La densité mammaire est la mesure de la proportion de glande mammaire par rapport au tissu graisseux dans un sein. Il est clairement établi dans la littérature scientifique que l’augmentation de la densité mammaire diminue la Sensibilité, et diminue la Spécificité du dépistage par la mammographie. Par ailleurs, une densité mammaire élevée est un réel facteur de risque notamment de cancer du sein dit de « l’intervalle ». Une méta analyse regroupant 42 études retrouve un risque relatif (RR) de 1,79 pour une densité de 5 à 24 %, de 2,11 pour une densité de 25 à 49 %, de 2,92 pour une densité de 50 à 74 % et de 4,64 pour une densité supérieure à 75 %. Les résultats de l’étude menée dans notre équipe sur la densité mammaire avant/après transfert de tissu graisseux dans le sein natif ne montrent aucune différence statistiquement significative.  Néanmoins, le transfert de tissu graisseux dans le sein natif montre parfois l’apparition mammographique de plages moins denses en postopératoire. Ces zones de basses densités ne sont pas forcements homogènes et n’ont pas d’impact sur la classification ACR internationale de la densité du sein. En revanche, le passage par exemple d’un sein de densité II à 30%, à un sein de densité II à 48%, n’est pas négligeable. C’est pourquoi nous avons tenté d’évaluer ce changement par une appréciation en 3 sous-catégories de la densité des mammographies comparées, en tenant compte de la variabilité du pourcentage de la densité au sein d’une même catégorie ACR. Ainsi, il a été observé assez souvent une baisse modérée de la densité mammaire, ce qui est un élément favorable pour la lecture mammographique.

 

Un point important de notre travail est à souligner. L’étude comparative n’a montré aucune différence de classification ACR BI-RADS II modifiée en 2003 par le « Breast Imaging Reporting and Data System » (BI-RADS) de « l’ American College of Radiology » (ACR), avant et après un transfert de tissu adipeux. Il paraît satisfaisant d’observer qu’il n’y a pas d’aggravation de difficulté de lecture des clichés observés, ce qui implicitement sous entend que tous les éléments, même nouveaux, sont lus avec clarté et sans ambigüité. Il s’agit d’un point fondamental de cette étude comparative radiologique, qui permet d’observer que la classification ACR des mammographies reste stable avant et après transfert de tissu adipeux dans le sein natif et ne pose pas de problèmes d’interprétation à un radiologue entrainé dans ce domaine.

 

En conclusion, à la suite de nos travaux, il est possible de conclure qu’il n’existe pas d’augmentation de difficulté d’interprétation des mammographies après un transfert de tissu adipeux. Il existe bien l’apparition de nouvelles images radiologiques après un transfert de tissu adipeux dans un peu moins de la moitié des cas, mais l’analyse des mammographies ne pose pas de problème diagnostic pour un radiologue sénologue expérimenté dans ce domaine. La densité mammaire reste quant à elle stable, même si on perçoit bien parfois une atténuation localisée de la densité mammaire. La prise en charge de la surveillance radiologique postopératoire ne peut donc plus être considérée comme un frein à cette technique. Avec la technologie actuelle de radiologie numérique, d’échographie performante, voire d’IRM, les radiologues sont capables de différencier les calcifications résultant de nécrose graisseuse de celles relatives à un cancer et ceci de manière aisée.
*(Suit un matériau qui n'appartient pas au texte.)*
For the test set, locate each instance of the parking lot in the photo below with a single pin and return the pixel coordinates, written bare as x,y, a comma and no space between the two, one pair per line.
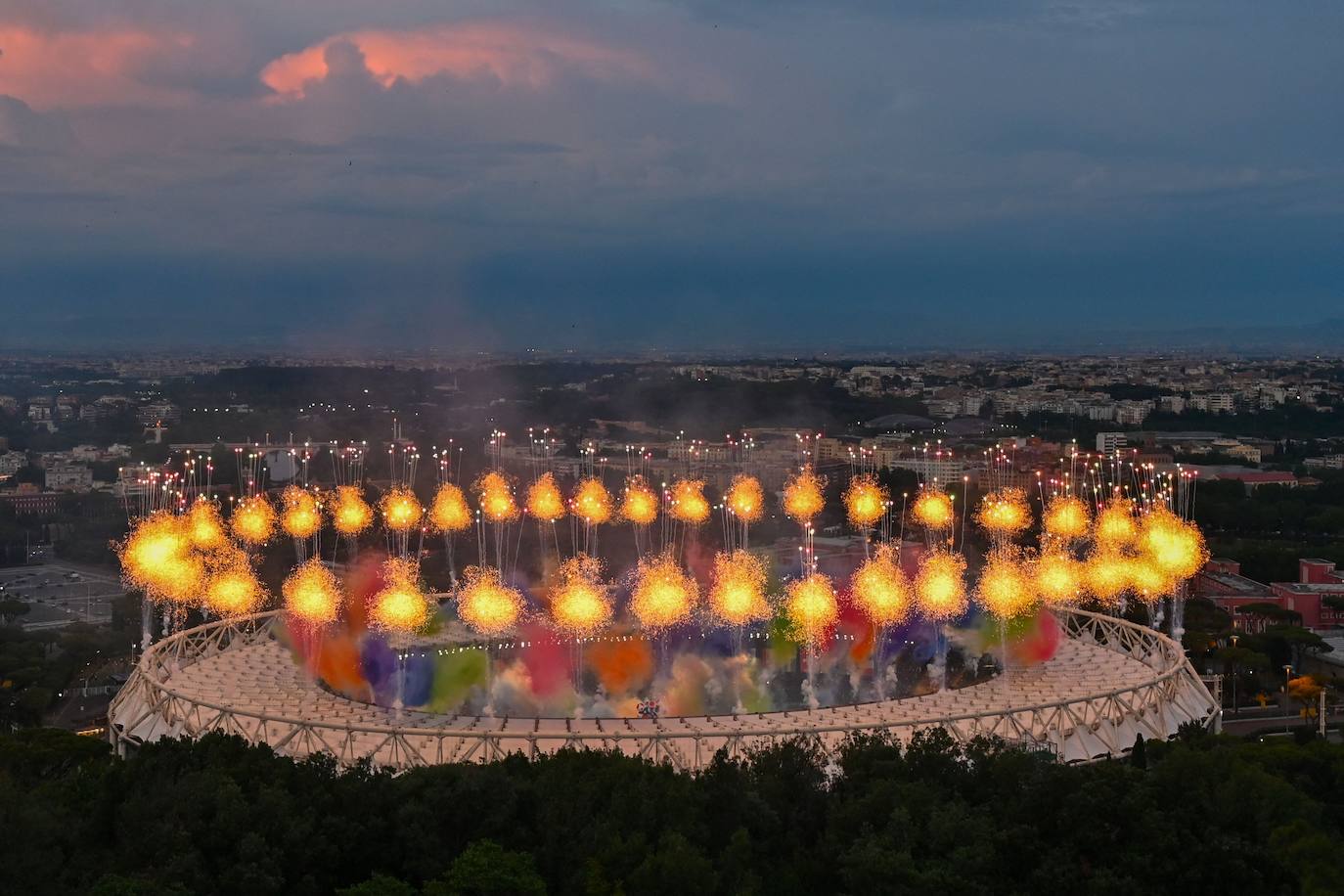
60,594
L’interprétation des mammographies après l’intervention est précise et sans ambigüité, lorsque le chirurgien a respecté une procédure chirurgicale stricte. Il apparait cependant crucial, pour le radiologue spécialisé en imagerie du sein, d’avoir une connaissance spécifique des images induites par le lipomodelage. Une collaboration étroite entre radiologue sénologue et chirurgien plasticien constitue ainsi la clé de voûte de la sécurité carcinologique des interventions de lipomodelage du sein et des transferts graisseux au niveau du sein.